Chancellor George Osbourne said fuel duty will remain frozen for the remainder of this parliament, saving the average motorist £11 every time they fill their tank, the government claims, resulting in a saving of £680 for the typical motorist by 2015-16.
The £15bn road investment scheme, entitled ‘Road Investment Strategy’ centres on more than 100 new road improvements schemes that will take place over this parliament and the next.
A total of more than 1300 new lane miles will be added via the schemes, which will address traffic black-spots such as the A303 at Stonehenge and the remaining single-lane sections of the A1.
The news was first announced to Parliament on Monday by transport secretary Patrick McLoughlin and chief secretary to the treasury Danny Alexander.
McLoughlin said the plan is “the biggest, boldest and most far-reaching roads programme for decades. It will dramatically improve our road network and unlock Britain’s economic potential.
“Roads are key to our nation’s prosperity. For too long they have suffered from under-investment.
“This government has a long-term plan to secure the country’s future and this £15bn roads programme is demonstration of that. Better roads allow us to travel freely, creating jobs and opportunities, benefiting hardworking families across the country.”
New projects include a commitment of £2bn to dual the entire A303 and A358 to the south west, including a tunnel at Stonehenge. This will allow roads users to drive on a dual carriageway from London to within 15 miles of Land’s End.
About £290m will be set aside to complete the dualling of the A1 all the way from London to Ellingham, 25 miles from the Scottish border.
The entire length of the M62 from Manchester to Leeds will be turned into a ‘smart motorway’, where the hard shoulder can be used as a lane of traffic.
In the south east, the A27 will benefit from £350m of improvements aimed at alleviating congestion at Arundel, Worthing and Lewes.

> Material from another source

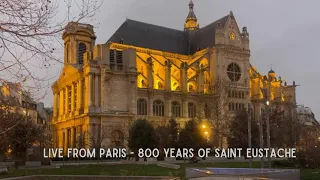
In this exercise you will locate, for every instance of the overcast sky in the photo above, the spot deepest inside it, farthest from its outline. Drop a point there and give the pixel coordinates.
(282, 33)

No less than £300m will go towards upgrading the east-west connection to Norfolk, by dualling sections of the A47 and improving its connections to the A1 and recently-upgraded A11.
Some of the 100 projects had been announced previously, but the government claims 84 of them are new. It estimates that more than 6200 construction jobs will be created around the country during the road-building scheme.
Opposition figures have questioned where the funding will come from. Similarly ambitious road schemes announced in the past – most notably the Roads for Prosperity program of 1989 – were later abandoned because of a shortfall of funds and widespread public opposition.